Ex-students call for justice after sex offender avoids jail
FORMER Dominic College students have called on the Crown to appeal the fully-suspended jail sentence handed to an obese paedophile teacher considered too sick to face justice.
The group has even offered to raise up to $40,000 for a specialised medical aircraft to extradite Peter John O'Neill from Canberra, where he now resides, back to Hobart.
On Wednesday, the former Dominic College, Burnie High School and St Virgil's College teacher was sentenced via telephone to a five-year suspended term after extradition plans fell flat due to enormous costs and the impacts of COVID-19 restrictions.
"Why has he been given a suspended sentence? A sentence that lets him live in comfort in Canberra?" one former student, who can't be named for legal reasons, said.
"The community wants people like O'Neill in jail. The cost of his crimes has been huge.

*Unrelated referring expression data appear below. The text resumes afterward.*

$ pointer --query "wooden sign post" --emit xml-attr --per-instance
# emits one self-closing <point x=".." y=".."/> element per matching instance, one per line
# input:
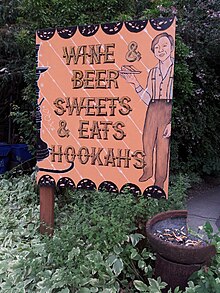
<point x="47" y="210"/>
<point x="104" y="107"/>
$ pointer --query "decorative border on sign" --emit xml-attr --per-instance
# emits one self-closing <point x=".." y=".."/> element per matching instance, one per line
<point x="134" y="26"/>
<point x="106" y="186"/>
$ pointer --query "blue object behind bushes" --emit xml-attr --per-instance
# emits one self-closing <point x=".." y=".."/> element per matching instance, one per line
<point x="4" y="157"/>
<point x="20" y="153"/>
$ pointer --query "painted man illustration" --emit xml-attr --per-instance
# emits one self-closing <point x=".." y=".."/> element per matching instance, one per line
<point x="157" y="96"/>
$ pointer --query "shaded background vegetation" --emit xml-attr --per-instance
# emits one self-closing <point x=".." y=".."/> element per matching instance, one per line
<point x="196" y="111"/>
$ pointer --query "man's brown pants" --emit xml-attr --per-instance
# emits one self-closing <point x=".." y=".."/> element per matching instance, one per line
<point x="158" y="116"/>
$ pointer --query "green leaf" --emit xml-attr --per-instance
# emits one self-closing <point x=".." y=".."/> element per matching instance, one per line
<point x="139" y="285"/>
<point x="135" y="238"/>
<point x="118" y="266"/>
<point x="111" y="259"/>
<point x="118" y="249"/>
<point x="65" y="290"/>
<point x="84" y="290"/>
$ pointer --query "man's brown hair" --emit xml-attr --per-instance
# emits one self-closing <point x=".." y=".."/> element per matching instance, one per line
<point x="156" y="40"/>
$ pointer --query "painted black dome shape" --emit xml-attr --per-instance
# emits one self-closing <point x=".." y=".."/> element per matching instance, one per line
<point x="65" y="182"/>
<point x="46" y="34"/>
<point x="86" y="184"/>
<point x="161" y="24"/>
<point x="88" y="30"/>
<point x="66" y="32"/>
<point x="131" y="188"/>
<point x="154" y="192"/>
<point x="46" y="180"/>
<point x="112" y="28"/>
<point x="135" y="26"/>
<point x="108" y="186"/>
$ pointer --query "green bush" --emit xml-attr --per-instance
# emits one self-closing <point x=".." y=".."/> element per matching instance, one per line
<point x="94" y="248"/>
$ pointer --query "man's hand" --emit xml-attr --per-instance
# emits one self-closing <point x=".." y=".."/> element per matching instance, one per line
<point x="167" y="131"/>
<point x="130" y="78"/>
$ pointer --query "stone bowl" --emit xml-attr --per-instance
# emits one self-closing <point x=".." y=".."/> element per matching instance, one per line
<point x="182" y="254"/>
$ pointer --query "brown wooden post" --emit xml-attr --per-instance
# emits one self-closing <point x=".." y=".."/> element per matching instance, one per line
<point x="47" y="210"/>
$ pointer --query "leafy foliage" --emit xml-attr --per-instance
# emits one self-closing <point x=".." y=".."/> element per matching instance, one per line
<point x="95" y="247"/>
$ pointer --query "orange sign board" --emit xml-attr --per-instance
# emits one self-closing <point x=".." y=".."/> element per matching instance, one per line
<point x="104" y="105"/>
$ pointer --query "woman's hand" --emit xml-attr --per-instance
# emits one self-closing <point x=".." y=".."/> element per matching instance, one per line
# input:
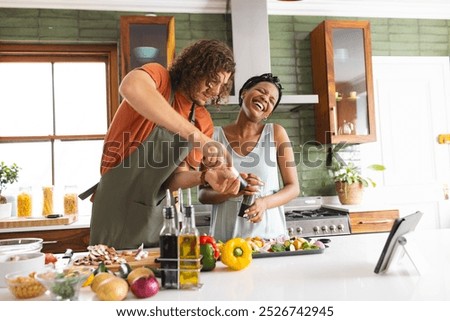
<point x="255" y="212"/>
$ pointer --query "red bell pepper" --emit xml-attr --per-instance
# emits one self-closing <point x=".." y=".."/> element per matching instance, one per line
<point x="204" y="239"/>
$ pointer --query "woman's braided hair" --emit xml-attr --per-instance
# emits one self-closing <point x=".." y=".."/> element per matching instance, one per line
<point x="257" y="79"/>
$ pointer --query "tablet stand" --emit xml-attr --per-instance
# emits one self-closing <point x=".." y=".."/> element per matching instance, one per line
<point x="416" y="259"/>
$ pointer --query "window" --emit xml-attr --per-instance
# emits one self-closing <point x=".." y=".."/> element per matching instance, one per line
<point x="56" y="105"/>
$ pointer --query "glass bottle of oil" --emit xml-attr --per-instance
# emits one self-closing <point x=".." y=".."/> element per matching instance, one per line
<point x="189" y="247"/>
<point x="168" y="244"/>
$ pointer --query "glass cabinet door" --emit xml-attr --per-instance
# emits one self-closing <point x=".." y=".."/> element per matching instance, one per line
<point x="345" y="109"/>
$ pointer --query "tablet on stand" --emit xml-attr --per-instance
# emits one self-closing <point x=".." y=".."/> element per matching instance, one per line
<point x="396" y="239"/>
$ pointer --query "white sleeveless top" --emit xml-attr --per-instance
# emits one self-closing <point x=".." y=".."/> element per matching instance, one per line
<point x="261" y="161"/>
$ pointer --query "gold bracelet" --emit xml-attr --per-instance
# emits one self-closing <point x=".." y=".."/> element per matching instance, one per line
<point x="203" y="179"/>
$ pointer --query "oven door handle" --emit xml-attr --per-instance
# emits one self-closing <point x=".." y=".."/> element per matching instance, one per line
<point x="375" y="222"/>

Our suffering, the harm to our mental health, is immeasurable.
"It would cost (up to) $40,000 to transport the obese abuser to Tasmania. We, his victims, are willing to raise that transport cost so this man has to face us and then serve his just punishment.
"The DPP (Director of Public Prosecutions) must appeal against this sentence, which gives no resolution to the victims of this evil man's crimes."
Another former student took to Facebook to encourage other alumni to pressure the state government over its "failure to bring this paedophile to Tasmania".
"So he's gotten away with abusing kids and ruining their lives. Piece of s***. Can they appeal?" another woman said.
"The system is so broke (sic) due to politics and money. If you are worthy of prison you should serve time no matter the cost to society. In this case it is in the public's interest to spend the extra $ to incarcerate this evil man," another man said.
Rachel Grguervic, who left Dominic in 1989, said she was disgusted to hear O'Neill - who she said emotionally abused her at school - wouldn't be jailed.
"It's a crock because there's just no reason why he isn't getting put into a prison," she said.
While sentencing on Wednesday, Chief Justice Alan Blow noted one of O'Neill's victims had died, one had attempted suicide and had been admitted to psychiatric hospitals more than 50 times, one had been to prison, and most of them had required professional psychological help.
But he said the 140kg abuser was too sick to travel to Tasmania given his range of medical conditions including spinal stenosis.
"Although I cannot impose the punishment that Mr O'Neill deserves, it is worth observing that because of his immobility, his incontinence, his pain problems and his other medical symptoms, his life now is probably far more miserable than the lives of most prisoners," the judge said.
O'Neill had pleaded guilty to six counts of indecent assault and one count of penetrative sexual abuse of a young person relating to six children during the 1980s.
Criminal appeals must be lodged within 14 days of sentencing.
Attorney-General Elise Archer said she acknowledged the "immense courage" of survivors in coming forward to seek justice, but that it was not appropriate for her to intervene - noting the decision-making independence of the DPP.
The DPP was also contacted for comment.